# amazon sword sprouting



## burna (Feb 10, 2004)

my amazon sword has one of those long things with a bunch of little plants on it. How do I get them off? Can I cut off the long ass sprout thing?(Stuff keeps getting stuck on it)
any help is appreciated.


----------



## burna (Feb 10, 2004)

bump


----------



## losts0ul916 (Nov 19, 2003)

Pictures would help bro cause I have no idea what you are talking about.


----------



## Judazzz (Jan 13, 2003)

This is the natural way Sword plants 'reproduce'.

There's two things you can do:

1) leave it the way it is: eventually, the new plant becomes too heavy to keep floating around, and it will take root somewhere, still attached to the mother plant.

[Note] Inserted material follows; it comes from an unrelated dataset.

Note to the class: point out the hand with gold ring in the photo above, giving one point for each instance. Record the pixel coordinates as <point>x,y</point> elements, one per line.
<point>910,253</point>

2) if the new plant has well-developed roots, you can cut it off, and plant it somewhere else.


----------



## ViBE (Jul 22, 2003)

I personally just cut it.

The one large enough and looks developed enough, I just cut it so it detaches from its mother, and put it in a smaller tank to nurish it bigger. Thats what I did, and I have 20 baby amazon swords.


----------



## Husky_Jim (May 26, 2003)

Judazzz said:


> 2) if the new plant has well-developed roots, you can cut it off, and plant it somewhere else.


 I second that!


----------